Similarly, section 3.2 Support of this respositories README.md could have a link. Initially I didn't notice the Matrix link at the end of Travis | AppVeyor |  .... etc.

---

Right. Now I'm off to M&S to get some :cut_of_meat: & :beer:

[clanmills]

I might have commented off the throw in registerNs() because it was causing trouble in the test suite. I can't remember. Restore it and see what happens.

Having returns and throws as different APIs feels good to me:

API with return	API with throw
XmpParser::encode()	XmpParser::encodeOrThrow()
XmpParser::decode()	XmpParser::decodeOrThrow()
XmpParser::registerNs()	XmpParser::registerNsOrThrow()

I know what the beer is. Is that a Santa Hat? M&S? You're also in England?

Somebody else opened the Element Chat Room and we've hardly used it. I really don't want to encourage the chat room for bugs and issues. Chat rooms are for trivial chatter (family, hobbies).

Dan and Luis and I used to talk almost every day on Slack. I retired from Exiv2 in October 2019. I decided to return to the project in March 2020 to do v0.27.3. Slack had been replaced by Element (Matrix/Rottweiler) and nobody was ever home.

After I did v0.27.3, I decided to write the book. When that's finished at the end of 2020, I can't do anything more for Exiv2. I'll be 70 in January. https://github.com/Exiv2/exiv2/issues/1018#issuecomment-694383754

[moon6969]

I'm stuck in London for the duration. Your steak comment struck a chord... 🥩 | :cut_of_meat:

[clanmills]

Cut of meat. Ah right. :wine_glass:

[moon6969]

Just noticed in xmp_exiv2.hpp that XmpParser::registerNs is private and returns void...

private:
        ...
        static void registerNs(const std::string& ns,
                               const std::string& prefix);

So I think no need for registerNsOrThrow().

[moon6969]

I think it makes sense to update all the different writeMetadata() calls to use encodeOrThrow() - if you are trying to save some information and it fails you need to know.
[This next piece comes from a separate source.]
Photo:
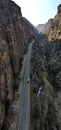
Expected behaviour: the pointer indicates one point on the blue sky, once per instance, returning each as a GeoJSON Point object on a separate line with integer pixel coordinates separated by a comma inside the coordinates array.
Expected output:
{"type": "Point", "coordinates": [38, 11]}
I'm not so sure for readMetadata()... if reading the xmp data fails, is there not a case to be made to ignore the exception so any other types of metadata are returned?

[clanmills]

I don't think there's an answer to your question. For sure readMetadata() will throw if you give him a fuzzed file. So when the data is really nasty, we throw. However it's common (especially in Nikon images) to encounter illegal Exif metadata to issue a warning and continue.

https://exiv2.org/doc/classExiv2_1_1Image.html#a198b8d5924d6441748aa162130c96a5f

If we encounter an error on writeMetadata(), we should throw. It's never a good idea to risk corrupting the users image.

All of this applies to Exiv2 'master' v0.28 and I'm not involved in that project.

[moon6969]

Thanks Robin - appreciate the input. I'll work on it.

[moon6969]

I've raised #1405 for readMetadata as I believe it needs much more design work than the writeMetadata changes discussed above.

[clanmills]

This looks like a tough puzzle. I'll set the milestone to v1.00. Setting the milestone means it will be considered for fixing. It doesn't guarantee that a contributor will take on the challenge.